Because a system the size of a cat cannot be isolated from its environment by any practical means. When you scale up a quantum system, you also scale up the degree by which it will undergo decoherence due to interactions with its environment. For a system the size of a cat, decoherence happens so quickly that any quantum effects become entirely negligible almost instantaneously (not that you could even establish such a superposition in the first place!). Colloquially put, the system’s quantumness - if there is any to begin with - bleeds out into the environment, and this happens the more quickly the bigger the system is.

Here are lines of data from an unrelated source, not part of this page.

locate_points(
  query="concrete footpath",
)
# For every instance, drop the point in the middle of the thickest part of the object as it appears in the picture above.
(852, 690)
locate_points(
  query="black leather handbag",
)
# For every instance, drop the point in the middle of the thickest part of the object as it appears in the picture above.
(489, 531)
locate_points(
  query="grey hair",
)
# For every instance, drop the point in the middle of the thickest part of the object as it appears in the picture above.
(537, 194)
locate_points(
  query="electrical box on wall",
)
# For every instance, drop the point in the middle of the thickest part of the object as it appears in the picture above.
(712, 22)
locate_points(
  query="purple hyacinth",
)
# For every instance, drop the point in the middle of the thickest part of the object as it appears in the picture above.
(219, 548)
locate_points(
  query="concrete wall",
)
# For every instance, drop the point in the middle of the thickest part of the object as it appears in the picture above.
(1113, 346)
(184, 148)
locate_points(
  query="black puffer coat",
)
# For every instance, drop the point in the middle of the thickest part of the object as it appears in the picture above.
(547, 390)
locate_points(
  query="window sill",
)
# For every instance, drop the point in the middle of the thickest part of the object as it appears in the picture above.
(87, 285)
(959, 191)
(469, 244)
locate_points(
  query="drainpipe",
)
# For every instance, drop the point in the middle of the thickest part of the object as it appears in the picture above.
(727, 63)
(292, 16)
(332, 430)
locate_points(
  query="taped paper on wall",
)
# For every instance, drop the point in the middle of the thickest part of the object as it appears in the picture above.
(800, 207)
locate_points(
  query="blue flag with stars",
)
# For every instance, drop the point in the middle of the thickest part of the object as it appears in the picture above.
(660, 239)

In principle it is possible for such a superposition to exist, if you could somehow find a way to completely prevent the cat from interacting with its environment; in practice this is not possible by any conceivable means. Even superpositions in very small systems - like on atomic scales - are difficult to maintain for any length of time for this same reason; this is eg one of the fundamental issues in quantum computing.

Link to comment
Share on other sites

5 minutes ago, Markus Hanke said:

Because a system the size of a cat cannot be isolated from its environment by any practical means. When you scale up a quantum system, you also scale up the degree by which it will undergo decoherence due to interactions with its environment. For a system the size of a cat, decoherence happens so quickly that any quantum effects become entirely negligible almost instantaneously (not that you could even establish such a superposition in the first place!). Colloquially put, the system’s quantumness - if there is any to begin with - bleeds out into the environment, and this happens the more quickly the bigger the system is.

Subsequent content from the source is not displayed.